If you're not an enterprise, fall back to your cloud provider's container registry (which is likely backed by highly durable and reliable storage; AWS ECR & S3 for example). It's likely you already are using Jenkins or some other runner to build your own containers (and if you're not setup to do so with your CI pipeline, you should be); it's trivial to support caching to your in house cloud provider registry as part of the container build/retrieval/deployment process. This functionality is a handful of properly written Jenkins jobs based on my experience.

I'm not trying to avoid going to get a coffee while you wait for external provider interfaces to settle when your systems are nominal. I'm trying to avoid those moments where you absolutely need to deploy an existing or updated container and can't (which you mention in your comment). Critical infra requires redundancy. Container storage is critical infra when part of a deployment process. One cannot say, "Sorry engineering, that hotfix can't go out until the registry is back up. See you in 30. exit stage right to coffee shop" in most environments.

EDIT: Also consider Docker's finances are precarious and it's possible they're going to suddenly go dark. Plan accordingly.

Disclaimer: Previously infra/devops engineer.


I don't disagree.

The opinion I gave pretty much would help you define what is critical.

Every single smart enteprise should be able to build from source, push to a registry and deploy via a pipeline defined in source control. This likely gives you most of the DR you need, and it also helps you work as part of a team.

However, when you take these decisions you should be able to quantify why. You can always spend more money on more 9s and tighter SLAs, but at some point you need to draw a line in the sand and call it good enough.

For a small startup, that might be before running their own registry, for a large ecommerce website it's probably after. Humorously, a tech first startup would likely do it, whilst a sales first established business probably won't, because neither of them are really quantifying their efforts.
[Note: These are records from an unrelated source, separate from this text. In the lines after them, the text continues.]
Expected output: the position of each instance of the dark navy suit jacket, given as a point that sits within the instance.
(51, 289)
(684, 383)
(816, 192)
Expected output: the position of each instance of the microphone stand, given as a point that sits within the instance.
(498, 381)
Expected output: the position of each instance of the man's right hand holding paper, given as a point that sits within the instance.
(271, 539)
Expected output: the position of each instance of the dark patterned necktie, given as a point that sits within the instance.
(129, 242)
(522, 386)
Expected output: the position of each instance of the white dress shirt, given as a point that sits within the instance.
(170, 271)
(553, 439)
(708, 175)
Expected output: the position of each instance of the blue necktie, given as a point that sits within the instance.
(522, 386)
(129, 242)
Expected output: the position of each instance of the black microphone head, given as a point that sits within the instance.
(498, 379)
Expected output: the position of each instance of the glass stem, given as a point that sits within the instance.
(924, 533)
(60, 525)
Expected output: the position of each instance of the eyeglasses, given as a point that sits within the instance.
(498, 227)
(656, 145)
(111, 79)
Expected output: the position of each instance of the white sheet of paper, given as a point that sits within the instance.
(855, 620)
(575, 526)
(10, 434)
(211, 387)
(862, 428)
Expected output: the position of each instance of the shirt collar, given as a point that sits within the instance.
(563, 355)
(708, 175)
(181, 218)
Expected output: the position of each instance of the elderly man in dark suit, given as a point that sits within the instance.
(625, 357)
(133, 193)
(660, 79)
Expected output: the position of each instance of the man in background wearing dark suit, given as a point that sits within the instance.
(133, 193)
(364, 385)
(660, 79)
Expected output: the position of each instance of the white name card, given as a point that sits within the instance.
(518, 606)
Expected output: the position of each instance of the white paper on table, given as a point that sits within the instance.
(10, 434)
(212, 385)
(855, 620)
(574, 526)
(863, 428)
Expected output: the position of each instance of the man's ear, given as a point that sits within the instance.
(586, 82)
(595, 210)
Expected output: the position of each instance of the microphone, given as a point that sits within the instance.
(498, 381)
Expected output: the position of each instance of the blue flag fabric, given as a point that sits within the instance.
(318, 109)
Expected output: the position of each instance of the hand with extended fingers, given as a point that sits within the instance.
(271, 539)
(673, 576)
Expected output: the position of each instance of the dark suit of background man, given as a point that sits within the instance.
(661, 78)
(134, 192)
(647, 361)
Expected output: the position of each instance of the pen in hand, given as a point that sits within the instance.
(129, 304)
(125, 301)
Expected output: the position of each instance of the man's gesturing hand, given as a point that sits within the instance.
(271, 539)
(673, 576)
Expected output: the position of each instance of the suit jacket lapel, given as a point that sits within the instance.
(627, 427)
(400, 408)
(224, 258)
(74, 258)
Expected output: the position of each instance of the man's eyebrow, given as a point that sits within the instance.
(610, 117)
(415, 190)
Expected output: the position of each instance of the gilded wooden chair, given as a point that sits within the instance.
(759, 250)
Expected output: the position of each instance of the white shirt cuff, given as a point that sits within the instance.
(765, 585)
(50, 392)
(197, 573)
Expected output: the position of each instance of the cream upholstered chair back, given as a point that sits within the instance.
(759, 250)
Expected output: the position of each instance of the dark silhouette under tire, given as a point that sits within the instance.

Disclaimer: Also do infra and devops. These are concepts from the SRE book, though I don't use the SRE terms because I can't remember them off the top of my head. Interestingly, the book publishes how google add errors into some products, so people don't rely them unsustainable relability attribuites.


Maintaining your own registry as a cache.
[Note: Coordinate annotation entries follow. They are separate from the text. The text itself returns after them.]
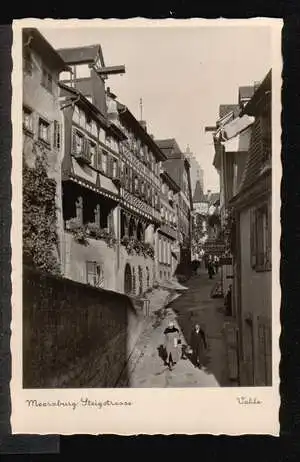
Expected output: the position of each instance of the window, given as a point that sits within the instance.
(108, 140)
(114, 169)
(82, 118)
(93, 152)
(260, 238)
(136, 184)
(47, 80)
(266, 136)
(94, 128)
(76, 114)
(104, 161)
(88, 123)
(27, 119)
(27, 61)
(94, 274)
(77, 142)
(44, 130)
(56, 135)
(101, 135)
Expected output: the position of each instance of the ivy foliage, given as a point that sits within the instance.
(40, 239)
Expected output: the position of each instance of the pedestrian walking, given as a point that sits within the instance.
(198, 346)
(216, 264)
(172, 342)
(228, 301)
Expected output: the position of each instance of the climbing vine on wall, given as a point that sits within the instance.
(40, 239)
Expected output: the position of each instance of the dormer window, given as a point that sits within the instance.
(81, 118)
(47, 80)
(136, 184)
(78, 142)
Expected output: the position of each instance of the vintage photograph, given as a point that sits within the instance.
(147, 207)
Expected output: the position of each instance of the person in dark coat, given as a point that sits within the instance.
(198, 345)
(228, 301)
(210, 267)
(172, 341)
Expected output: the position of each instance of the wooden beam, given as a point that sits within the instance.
(111, 70)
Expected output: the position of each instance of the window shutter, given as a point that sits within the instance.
(253, 237)
(74, 144)
(110, 222)
(86, 147)
(56, 141)
(111, 166)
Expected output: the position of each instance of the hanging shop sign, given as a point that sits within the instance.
(226, 261)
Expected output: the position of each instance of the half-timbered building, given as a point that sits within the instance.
(168, 255)
(140, 190)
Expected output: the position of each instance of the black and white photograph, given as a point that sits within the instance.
(147, 194)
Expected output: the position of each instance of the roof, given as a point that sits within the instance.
(35, 40)
(261, 92)
(81, 55)
(227, 108)
(260, 101)
(246, 92)
(124, 112)
(110, 126)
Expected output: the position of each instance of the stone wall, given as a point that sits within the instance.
(74, 336)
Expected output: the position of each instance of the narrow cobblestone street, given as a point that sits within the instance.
(195, 305)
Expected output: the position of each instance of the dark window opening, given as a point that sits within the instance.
(47, 80)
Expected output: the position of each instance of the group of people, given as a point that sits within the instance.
(174, 349)
(212, 265)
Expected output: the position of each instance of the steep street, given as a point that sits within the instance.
(195, 305)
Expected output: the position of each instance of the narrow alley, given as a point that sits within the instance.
(193, 306)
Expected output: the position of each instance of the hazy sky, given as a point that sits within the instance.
(182, 74)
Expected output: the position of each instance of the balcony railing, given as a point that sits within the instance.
(83, 157)
(167, 229)
(140, 204)
(82, 232)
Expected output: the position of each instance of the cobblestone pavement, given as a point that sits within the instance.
(193, 306)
pull-through mirror with tons of disk


If we only had listened our sysadmin...


So my CI environment requires access to other docker images, all hosted on Docker Hub.

Seems like the tech giants should load balance these images for the good of the Internet to provide some decent redundancy and for my sanity at 11.30pm.


Whenever one of our essential 3rd party services go down, I can only shrug and hope they figure it out quickly. They provide a good service and nobody has 100% uptime. Still better than solving it internally, which is even more likely to have downtime.

Partial failure is just fact of life. If this is a major issue for your process, it might be better to try and find ways to alter your process so this isn't an issue. Alternatively, mirror locally.


You're absolutely right.

Being honest no build is worth losing sleep over. We are piggybacking on their service and bandwidth. For us to start building the infrastructure to cache their images doesn't make financial sense, we deploy daily and their uptime always allows for that.


No, you should rewrite your CI not to depend on external stuff, if you want sane evenings.


If you are getting paid to do CI you are simply doing it wrong.

Rule #1 Host your own stuff, never rely on others.

Rule #2 automate everything


This has broken fresh containerized deploys on Heroku, which is surprising since they run their own registry. They should be proxying Hub, it'd save them a ton of bandwidth.


What a coincidence, the same minute all my lightsail instances got unresponsive and then 20 minutes stuck on "stopping".

Launched a new one.. docker pull bam error. Customer unsatisfied.


Looks like it's back up now, whew!


It went from orange to red.

Incident Status Full Service Disruption


uuugh. was just about to do some testing


More confidence for the folks at Docker Inc.